The Datathon also pushed participants to advance Machine Learning and Deep Learning practices by developing models that balance accuracy and efficiency. By addressing gender bias in text, the competition sparked conversations about inclusivity in technology and how AI can be used as a tool to foster equity.
Beyond technical skills, this event created a space for collaboration and global dialogue. Participants came together from diverse backgrounds to learn, innovate, and connect with mentors and peers, gaining not only recognition but also confidence in their abilities. For many, it was a rare and transformative experience that inspired them to pursue careers and leadership roles in STEM.

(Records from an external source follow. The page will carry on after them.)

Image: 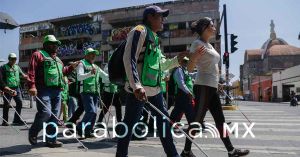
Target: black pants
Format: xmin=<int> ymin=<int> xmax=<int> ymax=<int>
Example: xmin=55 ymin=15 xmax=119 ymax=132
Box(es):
xmin=2 ymin=88 xmax=23 ymax=123
xmin=68 ymin=95 xmax=83 ymax=124
xmin=170 ymin=89 xmax=195 ymax=123
xmin=184 ymin=85 xmax=234 ymax=152
xmin=97 ymin=91 xmax=122 ymax=123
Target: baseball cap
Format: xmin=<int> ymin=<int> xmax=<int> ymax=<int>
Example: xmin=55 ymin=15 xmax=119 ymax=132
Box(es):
xmin=143 ymin=5 xmax=169 ymax=19
xmin=84 ymin=48 xmax=100 ymax=56
xmin=43 ymin=35 xmax=61 ymax=45
xmin=8 ymin=53 xmax=17 ymax=59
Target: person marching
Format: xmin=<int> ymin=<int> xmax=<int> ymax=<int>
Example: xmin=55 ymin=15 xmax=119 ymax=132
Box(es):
xmin=116 ymin=5 xmax=188 ymax=157
xmin=96 ymin=64 xmax=122 ymax=127
xmin=1 ymin=53 xmax=28 ymax=126
xmin=76 ymin=48 xmax=108 ymax=138
xmin=27 ymin=35 xmax=79 ymax=148
xmin=0 ymin=69 xmax=17 ymax=105
xmin=170 ymin=57 xmax=195 ymax=125
xmin=182 ymin=17 xmax=250 ymax=157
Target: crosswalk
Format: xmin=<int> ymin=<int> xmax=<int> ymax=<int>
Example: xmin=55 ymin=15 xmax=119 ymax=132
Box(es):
xmin=96 ymin=101 xmax=300 ymax=156
xmin=1 ymin=101 xmax=300 ymax=157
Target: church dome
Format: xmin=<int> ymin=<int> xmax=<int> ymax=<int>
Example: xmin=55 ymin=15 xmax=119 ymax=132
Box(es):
xmin=261 ymin=20 xmax=300 ymax=59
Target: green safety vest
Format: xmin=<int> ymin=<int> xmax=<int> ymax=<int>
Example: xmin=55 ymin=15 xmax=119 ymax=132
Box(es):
xmin=175 ymin=67 xmax=193 ymax=95
xmin=104 ymin=83 xmax=118 ymax=93
xmin=81 ymin=59 xmax=100 ymax=94
xmin=3 ymin=64 xmax=20 ymax=88
xmin=40 ymin=50 xmax=64 ymax=87
xmin=141 ymin=27 xmax=162 ymax=87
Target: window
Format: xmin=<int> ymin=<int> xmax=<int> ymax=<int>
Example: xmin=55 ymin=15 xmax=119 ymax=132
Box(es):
xmin=296 ymin=87 xmax=300 ymax=93
xmin=273 ymin=86 xmax=278 ymax=98
xmin=164 ymin=45 xmax=187 ymax=53
xmin=178 ymin=22 xmax=186 ymax=29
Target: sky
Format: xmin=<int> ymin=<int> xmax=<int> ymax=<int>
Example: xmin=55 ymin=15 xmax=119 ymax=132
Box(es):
xmin=0 ymin=0 xmax=300 ymax=81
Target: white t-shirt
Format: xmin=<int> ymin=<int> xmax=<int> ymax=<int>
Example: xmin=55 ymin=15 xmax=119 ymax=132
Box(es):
xmin=189 ymin=39 xmax=220 ymax=88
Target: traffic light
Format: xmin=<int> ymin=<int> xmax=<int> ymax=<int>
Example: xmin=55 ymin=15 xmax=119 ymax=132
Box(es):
xmin=230 ymin=34 xmax=238 ymax=53
xmin=223 ymin=51 xmax=229 ymax=68
xmin=298 ymin=32 xmax=300 ymax=40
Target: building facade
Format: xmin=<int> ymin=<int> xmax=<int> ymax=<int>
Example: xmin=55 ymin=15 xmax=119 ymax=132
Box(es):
xmin=18 ymin=0 xmax=220 ymax=72
xmin=240 ymin=20 xmax=300 ymax=101
xmin=272 ymin=65 xmax=300 ymax=102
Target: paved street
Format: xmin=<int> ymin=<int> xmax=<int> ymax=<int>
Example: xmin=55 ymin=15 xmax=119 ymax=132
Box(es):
xmin=1 ymin=100 xmax=300 ymax=157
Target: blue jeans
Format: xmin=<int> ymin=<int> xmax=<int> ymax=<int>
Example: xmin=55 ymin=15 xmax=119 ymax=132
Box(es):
xmin=68 ymin=96 xmax=78 ymax=118
xmin=77 ymin=93 xmax=99 ymax=135
xmin=29 ymin=88 xmax=61 ymax=142
xmin=116 ymin=92 xmax=179 ymax=157
xmin=2 ymin=87 xmax=23 ymax=123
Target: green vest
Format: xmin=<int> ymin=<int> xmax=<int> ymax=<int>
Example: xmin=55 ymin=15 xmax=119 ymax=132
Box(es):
xmin=104 ymin=83 xmax=118 ymax=93
xmin=81 ymin=59 xmax=100 ymax=94
xmin=40 ymin=50 xmax=64 ymax=87
xmin=175 ymin=67 xmax=193 ymax=95
xmin=160 ymin=71 xmax=167 ymax=93
xmin=141 ymin=27 xmax=162 ymax=87
xmin=3 ymin=64 xmax=20 ymax=88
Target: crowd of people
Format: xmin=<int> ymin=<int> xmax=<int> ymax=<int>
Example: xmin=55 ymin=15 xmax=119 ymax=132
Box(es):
xmin=0 ymin=5 xmax=250 ymax=157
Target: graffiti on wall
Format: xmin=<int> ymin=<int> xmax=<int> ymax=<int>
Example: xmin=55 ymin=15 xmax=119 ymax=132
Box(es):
xmin=59 ymin=23 xmax=101 ymax=36
xmin=58 ymin=41 xmax=101 ymax=57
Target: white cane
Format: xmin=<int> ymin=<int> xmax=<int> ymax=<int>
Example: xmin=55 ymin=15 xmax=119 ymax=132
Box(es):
xmin=144 ymin=95 xmax=209 ymax=157
xmin=105 ymin=93 xmax=115 ymax=127
xmin=99 ymin=98 xmax=112 ymax=139
xmin=219 ymin=89 xmax=252 ymax=124
xmin=0 ymin=115 xmax=20 ymax=134
xmin=3 ymin=94 xmax=30 ymax=129
xmin=35 ymin=96 xmax=88 ymax=151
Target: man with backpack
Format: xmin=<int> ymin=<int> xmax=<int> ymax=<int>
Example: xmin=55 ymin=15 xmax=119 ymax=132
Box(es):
xmin=115 ymin=5 xmax=188 ymax=157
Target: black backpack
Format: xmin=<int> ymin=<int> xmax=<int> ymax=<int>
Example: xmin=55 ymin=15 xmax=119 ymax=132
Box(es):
xmin=108 ymin=40 xmax=127 ymax=86
xmin=167 ymin=68 xmax=177 ymax=96
xmin=108 ymin=27 xmax=151 ymax=86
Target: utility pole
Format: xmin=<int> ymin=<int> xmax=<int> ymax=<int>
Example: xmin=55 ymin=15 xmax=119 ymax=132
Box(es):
xmin=223 ymin=4 xmax=230 ymax=105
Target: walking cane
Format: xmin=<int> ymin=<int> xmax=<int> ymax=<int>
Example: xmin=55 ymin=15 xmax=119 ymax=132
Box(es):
xmin=99 ymin=98 xmax=112 ymax=139
xmin=105 ymin=93 xmax=115 ymax=128
xmin=144 ymin=93 xmax=209 ymax=157
xmin=35 ymin=96 xmax=88 ymax=151
xmin=142 ymin=106 xmax=178 ymax=144
xmin=0 ymin=115 xmax=20 ymax=134
xmin=3 ymin=94 xmax=30 ymax=129
xmin=219 ymin=89 xmax=252 ymax=124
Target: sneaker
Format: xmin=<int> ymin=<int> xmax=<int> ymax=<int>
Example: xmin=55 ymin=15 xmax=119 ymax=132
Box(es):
xmin=1 ymin=122 xmax=9 ymax=126
xmin=13 ymin=120 xmax=26 ymax=126
xmin=180 ymin=150 xmax=196 ymax=157
xmin=28 ymin=134 xmax=38 ymax=145
xmin=85 ymin=133 xmax=96 ymax=139
xmin=228 ymin=148 xmax=250 ymax=157
xmin=46 ymin=141 xmax=63 ymax=148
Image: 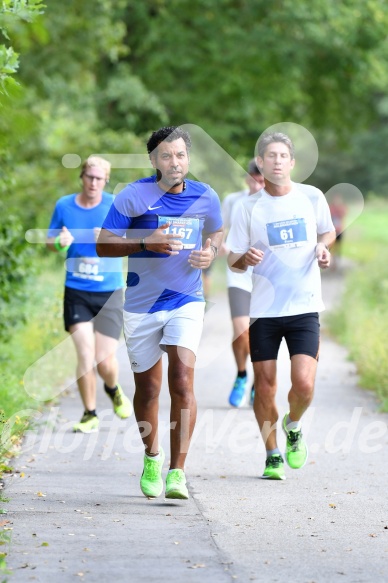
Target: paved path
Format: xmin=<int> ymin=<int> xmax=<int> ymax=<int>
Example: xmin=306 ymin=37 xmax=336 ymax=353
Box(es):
xmin=4 ymin=270 xmax=388 ymax=582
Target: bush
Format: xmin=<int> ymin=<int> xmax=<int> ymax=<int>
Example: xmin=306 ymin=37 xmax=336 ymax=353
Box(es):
xmin=0 ymin=200 xmax=36 ymax=342
xmin=326 ymin=200 xmax=388 ymax=411
xmin=0 ymin=256 xmax=67 ymax=461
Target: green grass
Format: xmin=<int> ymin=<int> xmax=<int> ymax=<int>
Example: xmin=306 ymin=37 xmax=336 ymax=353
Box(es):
xmin=0 ymin=492 xmax=11 ymax=578
xmin=327 ymin=197 xmax=388 ymax=410
xmin=0 ymin=255 xmax=67 ymax=465
xmin=341 ymin=197 xmax=388 ymax=263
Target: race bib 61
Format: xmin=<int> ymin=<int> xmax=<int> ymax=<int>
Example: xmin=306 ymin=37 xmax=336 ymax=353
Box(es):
xmin=266 ymin=218 xmax=307 ymax=248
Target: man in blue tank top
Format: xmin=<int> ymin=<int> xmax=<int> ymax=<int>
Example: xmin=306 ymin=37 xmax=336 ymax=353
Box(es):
xmin=47 ymin=156 xmax=132 ymax=434
xmin=97 ymin=126 xmax=223 ymax=500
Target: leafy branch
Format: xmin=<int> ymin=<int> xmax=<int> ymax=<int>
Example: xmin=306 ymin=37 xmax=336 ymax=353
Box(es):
xmin=0 ymin=0 xmax=45 ymax=93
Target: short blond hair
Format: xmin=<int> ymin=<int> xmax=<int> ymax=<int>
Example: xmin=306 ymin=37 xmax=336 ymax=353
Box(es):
xmin=80 ymin=156 xmax=111 ymax=180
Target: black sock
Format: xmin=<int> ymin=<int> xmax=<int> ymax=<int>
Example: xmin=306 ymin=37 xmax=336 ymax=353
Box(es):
xmin=85 ymin=409 xmax=97 ymax=417
xmin=104 ymin=383 xmax=118 ymax=395
xmin=237 ymin=371 xmax=247 ymax=378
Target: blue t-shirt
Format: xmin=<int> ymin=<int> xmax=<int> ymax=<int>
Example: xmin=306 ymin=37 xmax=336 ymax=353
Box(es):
xmin=102 ymin=176 xmax=223 ymax=313
xmin=48 ymin=192 xmax=124 ymax=292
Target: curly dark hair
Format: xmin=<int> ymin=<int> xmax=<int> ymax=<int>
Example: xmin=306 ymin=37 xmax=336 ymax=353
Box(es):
xmin=146 ymin=126 xmax=192 ymax=155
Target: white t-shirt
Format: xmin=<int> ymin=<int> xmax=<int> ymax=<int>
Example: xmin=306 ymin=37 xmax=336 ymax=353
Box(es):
xmin=226 ymin=183 xmax=335 ymax=318
xmin=222 ymin=189 xmax=253 ymax=292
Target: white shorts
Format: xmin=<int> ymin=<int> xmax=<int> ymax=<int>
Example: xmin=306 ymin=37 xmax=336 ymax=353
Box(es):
xmin=123 ymin=302 xmax=206 ymax=373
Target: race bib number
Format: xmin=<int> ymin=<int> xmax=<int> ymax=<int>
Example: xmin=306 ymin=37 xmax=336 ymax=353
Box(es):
xmin=266 ymin=218 xmax=307 ymax=249
xmin=72 ymin=257 xmax=104 ymax=281
xmin=158 ymin=216 xmax=199 ymax=249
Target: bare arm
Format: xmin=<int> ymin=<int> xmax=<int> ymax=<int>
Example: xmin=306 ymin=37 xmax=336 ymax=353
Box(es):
xmin=96 ymin=223 xmax=184 ymax=257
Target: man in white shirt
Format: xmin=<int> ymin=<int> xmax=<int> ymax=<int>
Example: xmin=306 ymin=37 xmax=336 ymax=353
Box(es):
xmin=222 ymin=160 xmax=264 ymax=408
xmin=227 ymin=132 xmax=336 ymax=480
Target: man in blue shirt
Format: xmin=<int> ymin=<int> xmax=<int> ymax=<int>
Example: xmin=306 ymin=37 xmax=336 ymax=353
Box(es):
xmin=97 ymin=126 xmax=223 ymax=499
xmin=47 ymin=156 xmax=132 ymax=434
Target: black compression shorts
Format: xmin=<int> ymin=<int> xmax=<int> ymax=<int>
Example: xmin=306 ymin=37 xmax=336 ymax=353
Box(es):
xmin=63 ymin=287 xmax=123 ymax=340
xmin=249 ymin=312 xmax=320 ymax=361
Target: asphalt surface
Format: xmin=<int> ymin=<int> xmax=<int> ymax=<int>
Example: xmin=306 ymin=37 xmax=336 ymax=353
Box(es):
xmin=3 ymin=267 xmax=388 ymax=582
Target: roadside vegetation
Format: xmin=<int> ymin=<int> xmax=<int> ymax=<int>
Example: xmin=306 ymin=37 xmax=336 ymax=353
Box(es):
xmin=326 ymin=198 xmax=388 ymax=411
xmin=0 ymin=255 xmax=66 ymax=469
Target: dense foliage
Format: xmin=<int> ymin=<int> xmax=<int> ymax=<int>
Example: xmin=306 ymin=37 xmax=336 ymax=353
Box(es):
xmin=2 ymin=1 xmax=388 ymax=216
xmin=0 ymin=1 xmax=43 ymax=341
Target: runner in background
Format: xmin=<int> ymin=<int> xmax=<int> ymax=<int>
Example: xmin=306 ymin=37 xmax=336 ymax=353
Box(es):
xmin=329 ymin=193 xmax=347 ymax=269
xmin=221 ymin=160 xmax=264 ymax=407
xmin=47 ymin=156 xmax=132 ymax=434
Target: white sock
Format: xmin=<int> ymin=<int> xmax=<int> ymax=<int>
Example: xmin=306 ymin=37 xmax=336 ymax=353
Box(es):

The HerWILL "AI for Equality" Datathon was a step toward making technology more inclusive by prioritizing marginalized voices and tackling systemic challenges. It showed that when opportunities are made accessible, innovation thrives, and meaningful change becomes possible.
These are our esteemed panel of Judges…
Dr. Kevin Dalmeijer
Senior Research Associate
H. Milton Stewart School of Industrial and Systems Engineering, Georgia Tech.
Dr. Reem F. Khir
Assistant Professor
Edwardson School of Industrial Engineering, Purdue University
Dr. Farig Sadeque Yusuf Sadeque
Associate Professor
Computer Science and Engineering, BRAC University.
Dr. Paul Grigas
Associate Professor
Department of Industrial Engineering & Operations Research, UC Berkeley.
Dr. Intekhab Hossain
Senior Data Scientist
Analysis Group.
Conclusion
Through my work on the HerWILL "AI for Equality" Datathon, I had the privilege of contributing to an event that empowered women and individuals from marginalized communities to step into the spotlight and tackle one of the most pressing issues in technology today—bias in AI. From designing the challenge to collaborating with researchers and guiding participants, I helped create a space where diverse voices could be heard, skills could be showcased, and meaningful solutions could emerge. This Datathon wasn’t just about advancing technical expertise; it was about breaking barriers, sparking critical conversations, and demonstrating the power of inclusive opportunities. I’m proud to have played a role in an initiative that inspired so many to see their potential and pursue a future where technology works for everyone.